Crowley E M
Epidemiology Data Center, University of Pittsburgh, Pittsburgh, PA 15261, USA.
Biopolymers. 2001 Feb;58(2):165-74. doi: 10.1002/1097-0282(200102)58:2<165::AID-BIP50>3.0.CO;2-O.
A goal of the human genome project is to determine the entire sequence of DNA (3 x 10(9) base pairs) found in chromosomes. The massive amounts of data produced by this project require interpretation. A Bayesian model is developed for locating regulatory regions in a DNA sequence. Regulatory regions are areas of DNA to which specific proteins bind and control whether or not a gene is transcribed to produce templates for protein synthesis. Each human cell contains the same DNA sequence. Thus the particular function of different cells is determined by the genes that are transcribed in that cell. A Hidden Markov chain is used to model whether a small interval of the DNA is in a regulatory region or not. This can be regarded as a changepoint problem where the changepoints are the start of a regulatory or nonregulatory region. The data consists of protein-binding elements, which are short subsequences, or "words," in the DNA sequence. Although these words can occur anywhere in the sequence, a larger number are expected in regulatory regions. Therefore, regulatory regions are detected by locating clusters of words. For a particular DNA sequence, the model automatically selects those words that best predict regions of interest. Markov chain Monte Carlo methods are used to explore the posterior distribution of the Hidden Markov chain. The model is tested by means of simulations, and applied to several DNA sequences.

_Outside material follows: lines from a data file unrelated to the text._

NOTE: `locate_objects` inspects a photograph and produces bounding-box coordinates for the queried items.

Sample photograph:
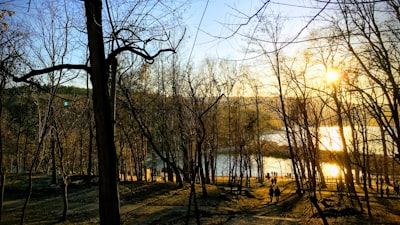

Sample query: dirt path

[2,177,400,225]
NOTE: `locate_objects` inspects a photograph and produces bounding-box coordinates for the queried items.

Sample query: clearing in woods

[2,175,400,225]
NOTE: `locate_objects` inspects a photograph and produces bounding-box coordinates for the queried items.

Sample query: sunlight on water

[319,127,343,151]
[322,163,340,177]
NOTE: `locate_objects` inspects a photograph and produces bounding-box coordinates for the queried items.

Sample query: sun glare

[325,70,339,83]
[324,163,339,177]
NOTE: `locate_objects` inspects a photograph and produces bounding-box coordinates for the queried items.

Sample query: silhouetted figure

[275,187,281,202]
[269,185,274,202]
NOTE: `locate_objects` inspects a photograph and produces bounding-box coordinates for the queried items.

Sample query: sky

[183,0,330,64]
[0,0,332,89]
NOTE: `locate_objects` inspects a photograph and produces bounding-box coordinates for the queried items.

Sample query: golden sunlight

[319,127,343,151]
[323,163,339,177]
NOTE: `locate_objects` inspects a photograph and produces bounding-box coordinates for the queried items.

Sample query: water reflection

[217,155,340,177]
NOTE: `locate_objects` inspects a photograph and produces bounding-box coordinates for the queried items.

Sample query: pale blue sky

[186,0,330,64]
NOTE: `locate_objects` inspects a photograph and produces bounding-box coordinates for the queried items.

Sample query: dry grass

[2,176,400,225]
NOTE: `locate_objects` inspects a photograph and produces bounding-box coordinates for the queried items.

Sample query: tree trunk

[85,0,120,225]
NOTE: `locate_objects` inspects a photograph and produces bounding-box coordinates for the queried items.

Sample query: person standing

[275,187,281,203]
[269,185,274,202]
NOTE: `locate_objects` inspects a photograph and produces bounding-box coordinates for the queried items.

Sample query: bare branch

[12,64,91,83]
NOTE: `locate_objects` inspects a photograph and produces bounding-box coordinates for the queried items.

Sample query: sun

[324,163,339,177]
[325,70,339,83]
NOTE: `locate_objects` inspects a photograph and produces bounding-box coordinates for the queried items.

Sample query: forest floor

[1,175,400,225]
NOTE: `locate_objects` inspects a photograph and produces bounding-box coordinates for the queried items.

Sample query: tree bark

[85,0,120,225]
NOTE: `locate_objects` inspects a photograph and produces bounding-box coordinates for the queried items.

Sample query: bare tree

[14,0,184,224]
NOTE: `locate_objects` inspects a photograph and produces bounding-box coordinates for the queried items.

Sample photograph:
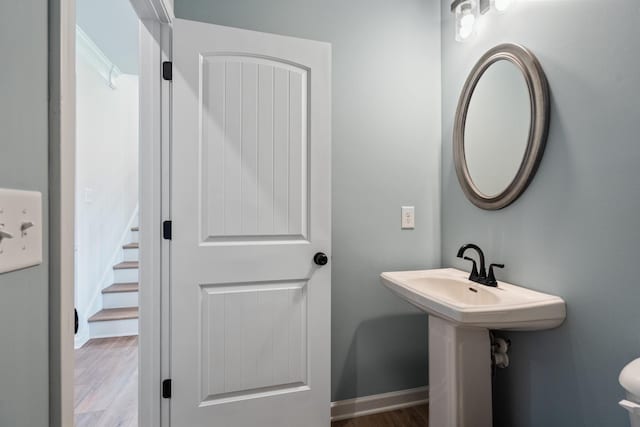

人类基因组计划的一个目标是确定染色体中DNA的完整序列(3×10⁹个碱基对)。该计划产生的大量数据需要进行解读。为此开发了一种贝叶斯模型来定位DNA序列中的调控区域。调控区域是DNA上特定蛋白质结合的区域,它们控制着基因是否转录以产生蛋白质合成的模板。每个人类细胞都包含相同的DNA序列。因此,不同细胞的特定功能是由该细胞中被转录的基因决定的。使用隐马尔可夫链对DNA的一个小间隔是否处于调控区域进行建模。这可以被视为一个变点问题,其中变点就是调控区域或非调控区域的起始点。数据由蛋白质结合元件组成,这些元件是DNA序列中的短子序列,即“单词”。虽然这些“单词”可以出现在序列的任何位置,但预计在调控区域中会出现更多。因此,通过定位“单词”簇来检测调控区域。对于特定的DNA序列,该模型会自动选择那些最能预测感兴趣区域的“单词”。使用马尔可夫链蒙特卡罗方法来探索隐马尔可夫链的后验分布。该模型通过模拟进行测试,并应用于多个DNA序列。